Recepcionado o processo, a Sr.ª Procuradora-Adjunta insiste na apresentação dos autos à Mm.ª Juiz de Instrução “nos termos dos art.ºs 179.º, 268.º, n.º1, al. d) e 269.º, n.º1, al. d), “a fim de ser tomado conhecimento do teor dos e-mails junto aos autos – no DVD de fls. 1190 – e ordenada a sua junção, caso se mostre relevante para a matéria criminal em apreço”.

O que motiva o despacho de fls. 1195 – o acima transcrito em segundo lugar.

Nova devolução e subsequente apresentação, … com renovação do despacho supra mencionado.

Na sua resposta, coube a promoção que ora se transcreve: “Remeta os autos à Mm.ª Juiz de Instrução esclarecendo-se o seguinte: Encontram-se apreendidos e registados os ficheiros das comunicações electrónicas nos DVDs anexos por autorização prévia judicial nos autos.

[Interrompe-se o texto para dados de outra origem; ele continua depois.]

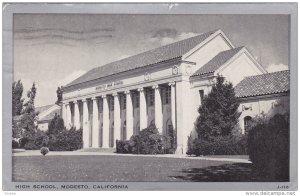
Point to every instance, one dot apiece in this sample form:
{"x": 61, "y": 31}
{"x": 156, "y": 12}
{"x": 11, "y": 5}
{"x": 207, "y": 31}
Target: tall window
{"x": 201, "y": 94}
{"x": 167, "y": 95}
{"x": 112, "y": 104}
{"x": 137, "y": 100}
{"x": 247, "y": 121}
{"x": 124, "y": 102}
{"x": 151, "y": 97}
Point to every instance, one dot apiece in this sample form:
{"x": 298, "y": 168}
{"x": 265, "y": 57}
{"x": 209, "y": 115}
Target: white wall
{"x": 269, "y": 105}
{"x": 208, "y": 51}
{"x": 238, "y": 68}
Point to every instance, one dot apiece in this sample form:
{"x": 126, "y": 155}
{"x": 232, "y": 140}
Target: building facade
{"x": 163, "y": 86}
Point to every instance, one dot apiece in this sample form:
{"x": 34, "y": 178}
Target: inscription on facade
{"x": 109, "y": 85}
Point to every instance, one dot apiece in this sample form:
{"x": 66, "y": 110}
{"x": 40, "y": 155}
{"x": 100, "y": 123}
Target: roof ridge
{"x": 218, "y": 61}
{"x": 269, "y": 73}
{"x": 156, "y": 55}
{"x": 210, "y": 32}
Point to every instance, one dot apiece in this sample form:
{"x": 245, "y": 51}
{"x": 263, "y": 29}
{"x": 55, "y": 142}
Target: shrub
{"x": 44, "y": 150}
{"x": 23, "y": 141}
{"x": 148, "y": 141}
{"x": 15, "y": 144}
{"x": 34, "y": 141}
{"x": 269, "y": 146}
{"x": 221, "y": 145}
{"x": 66, "y": 140}
{"x": 123, "y": 146}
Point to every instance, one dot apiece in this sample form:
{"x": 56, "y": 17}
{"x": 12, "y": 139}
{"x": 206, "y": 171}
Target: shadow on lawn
{"x": 236, "y": 172}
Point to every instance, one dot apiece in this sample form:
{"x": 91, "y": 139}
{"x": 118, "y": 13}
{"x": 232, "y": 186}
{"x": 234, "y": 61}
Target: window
{"x": 137, "y": 100}
{"x": 247, "y": 121}
{"x": 112, "y": 104}
{"x": 168, "y": 95}
{"x": 201, "y": 93}
{"x": 124, "y": 102}
{"x": 151, "y": 97}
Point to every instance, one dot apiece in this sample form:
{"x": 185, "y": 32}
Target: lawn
{"x": 126, "y": 168}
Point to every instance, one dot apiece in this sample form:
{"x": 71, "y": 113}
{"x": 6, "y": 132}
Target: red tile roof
{"x": 161, "y": 54}
{"x": 216, "y": 62}
{"x": 264, "y": 84}
{"x": 43, "y": 108}
{"x": 50, "y": 116}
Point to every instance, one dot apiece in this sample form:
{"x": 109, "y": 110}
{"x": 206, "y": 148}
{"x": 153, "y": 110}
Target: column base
{"x": 104, "y": 150}
{"x": 179, "y": 149}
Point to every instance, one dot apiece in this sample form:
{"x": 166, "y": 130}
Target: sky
{"x": 54, "y": 49}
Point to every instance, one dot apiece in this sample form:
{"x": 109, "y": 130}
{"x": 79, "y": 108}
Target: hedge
{"x": 221, "y": 145}
{"x": 148, "y": 141}
{"x": 269, "y": 147}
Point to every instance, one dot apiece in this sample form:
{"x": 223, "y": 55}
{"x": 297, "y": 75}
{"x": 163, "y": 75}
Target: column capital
{"x": 171, "y": 84}
{"x": 155, "y": 86}
{"x": 94, "y": 98}
{"x": 140, "y": 89}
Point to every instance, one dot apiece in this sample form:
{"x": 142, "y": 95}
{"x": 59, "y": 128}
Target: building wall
{"x": 43, "y": 126}
{"x": 209, "y": 50}
{"x": 239, "y": 68}
{"x": 268, "y": 105}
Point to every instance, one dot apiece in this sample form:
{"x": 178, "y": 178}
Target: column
{"x": 184, "y": 120}
{"x": 173, "y": 109}
{"x": 117, "y": 118}
{"x": 95, "y": 134}
{"x": 105, "y": 141}
{"x": 158, "y": 108}
{"x": 76, "y": 115}
{"x": 143, "y": 109}
{"x": 129, "y": 115}
{"x": 64, "y": 112}
{"x": 68, "y": 116}
{"x": 85, "y": 131}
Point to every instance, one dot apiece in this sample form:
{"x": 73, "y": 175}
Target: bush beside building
{"x": 148, "y": 141}
{"x": 269, "y": 146}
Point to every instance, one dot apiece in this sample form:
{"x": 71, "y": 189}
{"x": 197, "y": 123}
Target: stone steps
{"x": 108, "y": 150}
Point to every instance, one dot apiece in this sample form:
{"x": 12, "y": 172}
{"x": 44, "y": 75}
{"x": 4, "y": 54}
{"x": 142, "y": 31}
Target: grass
{"x": 125, "y": 168}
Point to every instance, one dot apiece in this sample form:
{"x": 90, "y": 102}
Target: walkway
{"x": 232, "y": 158}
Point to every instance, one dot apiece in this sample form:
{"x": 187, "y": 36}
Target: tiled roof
{"x": 164, "y": 53}
{"x": 50, "y": 115}
{"x": 217, "y": 61}
{"x": 265, "y": 84}
{"x": 43, "y": 108}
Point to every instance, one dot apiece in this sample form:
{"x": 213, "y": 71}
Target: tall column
{"x": 117, "y": 118}
{"x": 184, "y": 121}
{"x": 85, "y": 131}
{"x": 64, "y": 112}
{"x": 129, "y": 115}
{"x": 158, "y": 108}
{"x": 95, "y": 139}
{"x": 173, "y": 108}
{"x": 105, "y": 142}
{"x": 68, "y": 116}
{"x": 143, "y": 109}
{"x": 76, "y": 115}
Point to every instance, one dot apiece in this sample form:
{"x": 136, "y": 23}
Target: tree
{"x": 17, "y": 101}
{"x": 218, "y": 113}
{"x": 59, "y": 95}
{"x": 56, "y": 125}
{"x": 28, "y": 113}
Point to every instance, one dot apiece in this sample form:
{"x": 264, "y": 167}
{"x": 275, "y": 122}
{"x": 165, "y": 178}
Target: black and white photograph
{"x": 140, "y": 97}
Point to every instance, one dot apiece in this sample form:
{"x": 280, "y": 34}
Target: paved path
{"x": 181, "y": 156}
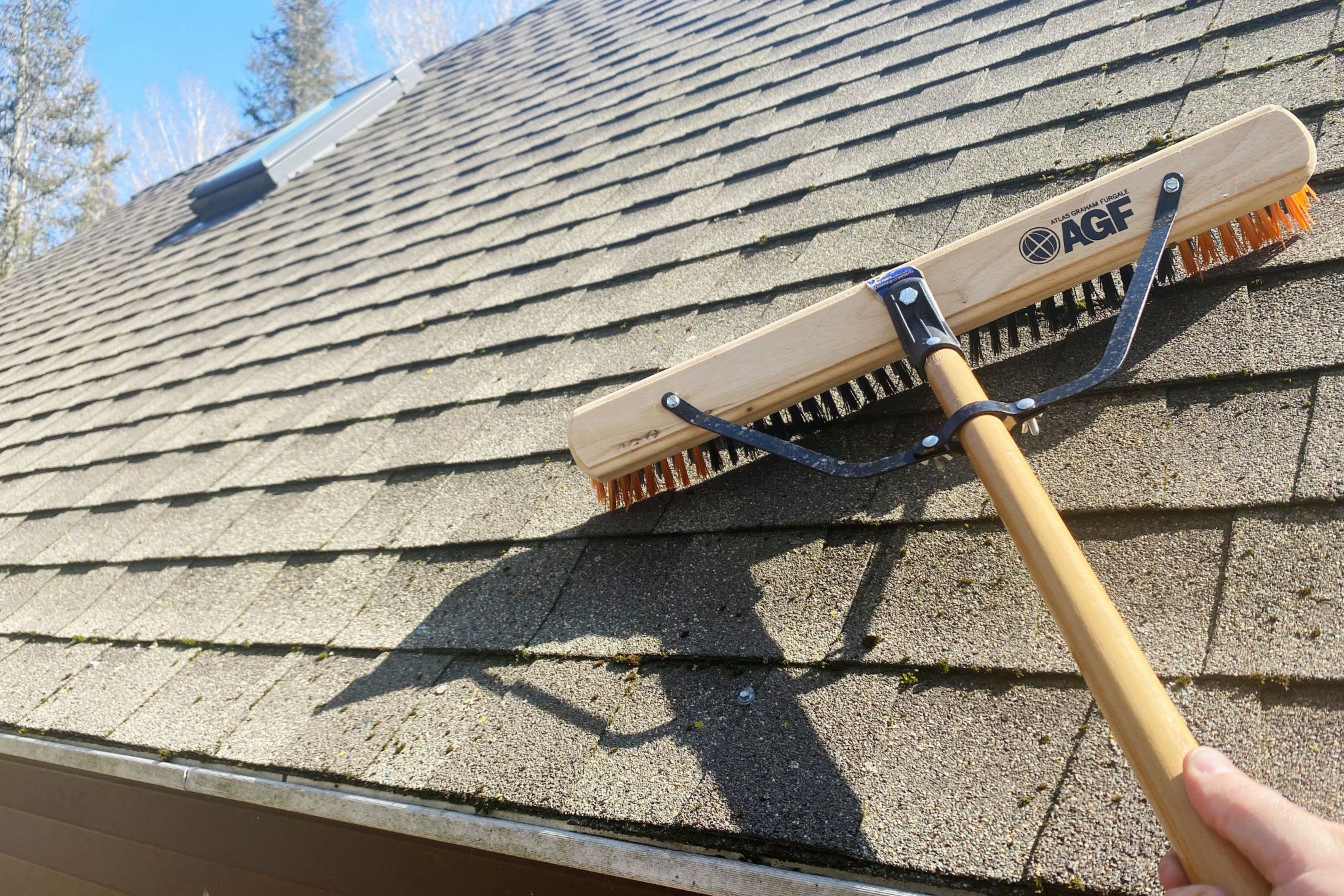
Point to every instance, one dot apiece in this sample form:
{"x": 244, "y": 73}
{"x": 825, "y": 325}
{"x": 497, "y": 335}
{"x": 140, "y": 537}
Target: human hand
{"x": 1299, "y": 853}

Com a promoção de fls. 1193, o que é pretendido é que a Mm.ª Juiz de Instrução tome conhecimento do teor dos e-mails em primeiro lugar, conforme imposição legal, procedendo à abertura dos mesmos e que seja ordenada a sua junção, caso se mostrem relevantes à investigação do ilícito em apreço.

Ora, a Lei do Cibercrime, lei n.º 109/2009, de 15 de Setembro, a qual transpõe para a ordem jurídica interna a Decisão Quadro n.º 2005/222/JAI, do Conselho da...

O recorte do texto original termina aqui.